From childhood, Pantaleoni has fostered a deep love and appreciation of photography. As a young child, he says, he “watched with fascination the playful dance of light through the leaves of a bush across the street.”
“After sufficiently begging my parents, I was allowed to take a picture with the family camera – a Kodak Brownie Hawkeye,” Pantaleoni recalls.
That first photo shoot was trial and error – “[It] took me at least half an hour of careful work to load a roll of black and white film,” he says. – launched what would become Pantaleoni’s lifelong relationship with photography. To this day, he says, “the memory of that bush is still vivid.”
Pantaleoni approaches his work from a painter’s perspective, he says. “I edit for color and texture extensively and am dedicated to making the color you see the color I saw.”
Beginning his career as a sports photographer for the student newspaper at University of Arizona, Pantaleoni eventually moved on to photographing other subjects as well – from nature to architecture. “I return to things from time to time, but am constitutionally unable to shoot ‘just one thing,’” he says. “If you must have a theme – and I disapprove of such things – then I search for what I find interesting or different.”

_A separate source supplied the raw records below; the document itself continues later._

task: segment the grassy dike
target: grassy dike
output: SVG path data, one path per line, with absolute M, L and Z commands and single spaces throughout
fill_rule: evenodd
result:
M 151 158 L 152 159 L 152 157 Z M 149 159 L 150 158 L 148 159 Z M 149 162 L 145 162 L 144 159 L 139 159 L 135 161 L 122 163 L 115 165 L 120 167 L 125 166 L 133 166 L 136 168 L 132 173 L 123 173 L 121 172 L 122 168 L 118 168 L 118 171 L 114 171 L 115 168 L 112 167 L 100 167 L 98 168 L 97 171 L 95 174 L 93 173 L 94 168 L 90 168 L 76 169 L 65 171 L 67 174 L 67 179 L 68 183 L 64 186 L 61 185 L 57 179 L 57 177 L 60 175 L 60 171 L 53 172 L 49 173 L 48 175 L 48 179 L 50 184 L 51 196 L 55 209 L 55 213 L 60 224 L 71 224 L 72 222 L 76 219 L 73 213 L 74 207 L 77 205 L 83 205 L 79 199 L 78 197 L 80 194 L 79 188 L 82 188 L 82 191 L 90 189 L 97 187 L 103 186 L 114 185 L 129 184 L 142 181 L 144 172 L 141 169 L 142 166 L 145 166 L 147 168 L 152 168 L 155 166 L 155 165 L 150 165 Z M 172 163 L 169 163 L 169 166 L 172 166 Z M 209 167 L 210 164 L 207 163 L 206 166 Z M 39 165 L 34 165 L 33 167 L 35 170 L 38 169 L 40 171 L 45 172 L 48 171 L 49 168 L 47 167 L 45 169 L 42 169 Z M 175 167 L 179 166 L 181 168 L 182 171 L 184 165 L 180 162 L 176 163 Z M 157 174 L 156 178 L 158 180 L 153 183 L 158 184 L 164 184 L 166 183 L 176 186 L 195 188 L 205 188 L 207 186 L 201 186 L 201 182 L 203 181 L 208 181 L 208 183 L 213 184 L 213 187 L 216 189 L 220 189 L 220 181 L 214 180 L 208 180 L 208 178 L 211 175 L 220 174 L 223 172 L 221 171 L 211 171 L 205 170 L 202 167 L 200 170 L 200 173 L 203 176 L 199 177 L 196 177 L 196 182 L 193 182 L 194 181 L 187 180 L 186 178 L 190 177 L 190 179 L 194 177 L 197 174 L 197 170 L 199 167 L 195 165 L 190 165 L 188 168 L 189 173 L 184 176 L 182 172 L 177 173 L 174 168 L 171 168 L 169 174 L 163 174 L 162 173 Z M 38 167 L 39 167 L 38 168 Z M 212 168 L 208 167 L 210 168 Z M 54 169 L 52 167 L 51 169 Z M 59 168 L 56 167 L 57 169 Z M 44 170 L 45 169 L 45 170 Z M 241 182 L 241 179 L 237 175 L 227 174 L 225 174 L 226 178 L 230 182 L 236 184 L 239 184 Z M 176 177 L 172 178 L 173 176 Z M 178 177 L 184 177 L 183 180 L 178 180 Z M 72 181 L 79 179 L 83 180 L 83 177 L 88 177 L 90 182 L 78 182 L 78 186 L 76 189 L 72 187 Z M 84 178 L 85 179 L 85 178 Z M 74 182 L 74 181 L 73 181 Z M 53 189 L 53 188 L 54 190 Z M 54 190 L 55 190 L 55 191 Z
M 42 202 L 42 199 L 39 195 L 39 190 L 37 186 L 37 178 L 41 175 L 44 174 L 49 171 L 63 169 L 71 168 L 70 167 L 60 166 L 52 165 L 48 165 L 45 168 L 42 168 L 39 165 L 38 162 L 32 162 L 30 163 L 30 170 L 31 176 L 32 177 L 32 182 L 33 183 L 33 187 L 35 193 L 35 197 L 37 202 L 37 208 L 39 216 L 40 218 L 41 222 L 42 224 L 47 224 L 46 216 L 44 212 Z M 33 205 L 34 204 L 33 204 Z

Rather than selecting a particular subject for a specific photograph, Pantaleoni oftentimes lets inspiration find him rather than the other way around. “Sometimes I go out looking for a photograph,” he says. “[I’ll] walk the shore at dawn to see what the sun may bring or hunt a dew sparkling spider web. It’s rare I’ll decide, ‘Today I’m going to photography muskrats.’”
Pantaleoni has slowly begun working with portrait photography, but he is sure to put his own spin and influence on it. “’Portrait’ does not have to mean a wooden posture in an equally wooden surrounding,” he says. His are not the stiff and formal department store portraits. “I’d prefer to work with you informally [by] walking together in a place you like [or] sitting in comfort in a place you enjoy.”
In doing so, Pantaleoni captures not only his subjects face but their personality as well in the photograph. This transforms it into so much more than just a simple point-and-shoot snapshot.
Perhaps one of the most beautiful things about being a photographer is that the world is your workplace. Inspiration can strike at any time and at any place and a photographer never knows where the next picture will come from.
“It’s easy – and a lot of fun – to carry a camera,” Pantaleoni says. “See something interesting? Take the picture!”